I asked to be part of WorldHub in the hopes to fix some small airports in my area in the US. I am a practicing architect, so updating site plans from various sources is something I have very real experience with. I started with the non-towered airport I fly out of because I’m most familiar with it. In MSFS there are all sorts of problems as it is depicted currently. I found that I could partially fix some like taxiway edge lights running across aprons.

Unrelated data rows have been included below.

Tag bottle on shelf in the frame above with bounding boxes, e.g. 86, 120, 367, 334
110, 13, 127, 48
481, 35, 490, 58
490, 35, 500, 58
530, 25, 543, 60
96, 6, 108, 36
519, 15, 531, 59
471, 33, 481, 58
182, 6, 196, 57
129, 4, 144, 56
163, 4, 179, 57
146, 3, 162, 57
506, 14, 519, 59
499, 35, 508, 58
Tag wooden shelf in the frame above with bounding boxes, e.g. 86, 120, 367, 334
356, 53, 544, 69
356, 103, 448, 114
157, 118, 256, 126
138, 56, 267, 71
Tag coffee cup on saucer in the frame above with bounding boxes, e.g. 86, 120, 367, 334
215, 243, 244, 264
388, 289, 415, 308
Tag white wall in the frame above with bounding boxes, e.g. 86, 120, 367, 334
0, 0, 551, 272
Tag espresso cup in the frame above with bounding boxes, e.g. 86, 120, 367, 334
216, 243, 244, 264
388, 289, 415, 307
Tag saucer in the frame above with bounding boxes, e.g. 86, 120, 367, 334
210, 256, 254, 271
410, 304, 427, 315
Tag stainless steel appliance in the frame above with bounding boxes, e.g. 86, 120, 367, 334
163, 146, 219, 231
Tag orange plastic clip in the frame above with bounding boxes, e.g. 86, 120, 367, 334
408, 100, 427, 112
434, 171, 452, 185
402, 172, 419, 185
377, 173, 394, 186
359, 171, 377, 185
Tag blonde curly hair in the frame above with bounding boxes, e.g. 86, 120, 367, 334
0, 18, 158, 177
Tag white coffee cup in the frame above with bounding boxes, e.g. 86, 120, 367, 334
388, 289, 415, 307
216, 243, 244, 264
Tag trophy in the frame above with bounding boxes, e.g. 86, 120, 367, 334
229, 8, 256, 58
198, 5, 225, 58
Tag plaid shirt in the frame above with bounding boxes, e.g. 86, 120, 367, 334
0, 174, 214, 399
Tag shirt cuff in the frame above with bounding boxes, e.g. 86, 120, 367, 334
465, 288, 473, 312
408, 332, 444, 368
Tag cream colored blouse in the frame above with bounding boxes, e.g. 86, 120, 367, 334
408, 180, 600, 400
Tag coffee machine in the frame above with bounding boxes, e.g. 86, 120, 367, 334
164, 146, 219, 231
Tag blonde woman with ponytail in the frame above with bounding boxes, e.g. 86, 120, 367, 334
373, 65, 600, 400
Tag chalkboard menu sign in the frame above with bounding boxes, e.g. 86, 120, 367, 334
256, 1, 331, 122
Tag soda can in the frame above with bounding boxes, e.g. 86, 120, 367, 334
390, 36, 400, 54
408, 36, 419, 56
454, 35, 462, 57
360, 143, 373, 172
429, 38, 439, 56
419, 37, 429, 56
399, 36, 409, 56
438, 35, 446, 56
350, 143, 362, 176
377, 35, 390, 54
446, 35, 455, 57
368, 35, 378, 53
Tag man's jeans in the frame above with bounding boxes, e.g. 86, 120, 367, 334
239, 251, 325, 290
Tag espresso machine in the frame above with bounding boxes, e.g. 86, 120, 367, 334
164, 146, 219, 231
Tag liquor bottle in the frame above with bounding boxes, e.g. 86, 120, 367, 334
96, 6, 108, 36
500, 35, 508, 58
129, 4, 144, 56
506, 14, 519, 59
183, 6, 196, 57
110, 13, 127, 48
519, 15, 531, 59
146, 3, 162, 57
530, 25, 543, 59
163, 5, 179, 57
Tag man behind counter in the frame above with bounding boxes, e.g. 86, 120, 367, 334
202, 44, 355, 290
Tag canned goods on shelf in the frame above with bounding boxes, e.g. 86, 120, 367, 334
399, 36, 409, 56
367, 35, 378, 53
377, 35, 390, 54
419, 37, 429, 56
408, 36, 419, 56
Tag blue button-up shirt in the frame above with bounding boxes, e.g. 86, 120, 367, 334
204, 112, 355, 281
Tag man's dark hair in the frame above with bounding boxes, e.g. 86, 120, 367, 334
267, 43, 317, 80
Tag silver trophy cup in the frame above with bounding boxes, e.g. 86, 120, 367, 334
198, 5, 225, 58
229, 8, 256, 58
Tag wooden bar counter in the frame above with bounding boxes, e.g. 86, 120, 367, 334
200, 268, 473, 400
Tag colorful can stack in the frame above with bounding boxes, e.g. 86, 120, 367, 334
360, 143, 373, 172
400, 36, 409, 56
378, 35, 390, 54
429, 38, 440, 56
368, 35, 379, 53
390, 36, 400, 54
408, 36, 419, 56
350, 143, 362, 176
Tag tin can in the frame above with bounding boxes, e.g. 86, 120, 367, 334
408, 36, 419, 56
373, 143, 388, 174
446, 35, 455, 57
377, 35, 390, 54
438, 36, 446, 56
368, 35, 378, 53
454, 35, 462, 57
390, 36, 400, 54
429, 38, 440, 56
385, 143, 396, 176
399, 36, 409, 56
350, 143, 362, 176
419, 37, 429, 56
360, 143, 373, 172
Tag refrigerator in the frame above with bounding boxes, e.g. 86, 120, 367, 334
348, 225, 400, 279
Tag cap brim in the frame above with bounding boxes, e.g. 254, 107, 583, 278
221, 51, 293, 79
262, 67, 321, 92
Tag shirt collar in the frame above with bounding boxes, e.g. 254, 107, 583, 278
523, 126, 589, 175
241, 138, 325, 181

But there are a bunch of major things that can’t be fixed - buildings, the fuel area, the beacon that doesn’t exist (must be submitted as a request) and on and on. I didn’t expect to have the full suite of tools you’d find in a civil or architectural CAD system for sitework and similar, but the WorldHub approach is difficult to use with any precision. I’m just roughly clicking away forming crude polygons over fuzzy aerial photos to approximate taxiways and parking pads. This isn’t ideal, but it’s also possibly acceptable if there weren’t other more serious problems/limitations.
Mostly, it’s the extreme limitations such as not being able to correct major problems with the buildings shown at airports. I understand why they wouldn’t allow for importing custom 3d assets, but just letting us pick from a selection of pre-made options, ideally with the ability to customize dimensions (even just scale X/Y/Z) to resemble the actual buildings would be a huge improvement.
I’d prefer that removing the non-existent beacon was part of submitting the update not a separate process. It has been weeks since I tried (and ended up not submitting the updates) so I don’t recall exactly, but the airport has a fairly common fuel setup for US small airports, but as I recall, I couldn’t come anywhere near approximating it in WorldHub (maybe you can’t change the fuel set up? I’d have to re-load it and dig back in.)
If this is an alpha, fine, Asobo et al can see how the very limited initial run has gone and should roll out improvements/expansions. But they need to empower us to make more extensive corrections for this system to be useful or meaningful.
One idea: Explain explicitly that I only get access to the current minimal options as a first round. I submit the changes, and then if they approve those changes, they give me access to more extensive options like correcting the buildings. If I knew that I could prove my way to really being able to fix the overall problems with these small airports, I’d be willing to pursue that route. But with the dead end that I could fix some ground lighting, some parking asphalt edges and maybe a few other things, but the end result will still be a goofy mess, I’m not motivated to do much.
In contrast, while I know that they can’t let users have total control for a bunch of reasons (such as users uploading IP encumbered assets, pranks/griefing, etc.) in order for me to engage and provide for free what I would charge a client thousands of dollars to do IRL, they need to give us the tools to actually create a satisfying, admittedly imperfect. end result for the effort we put in.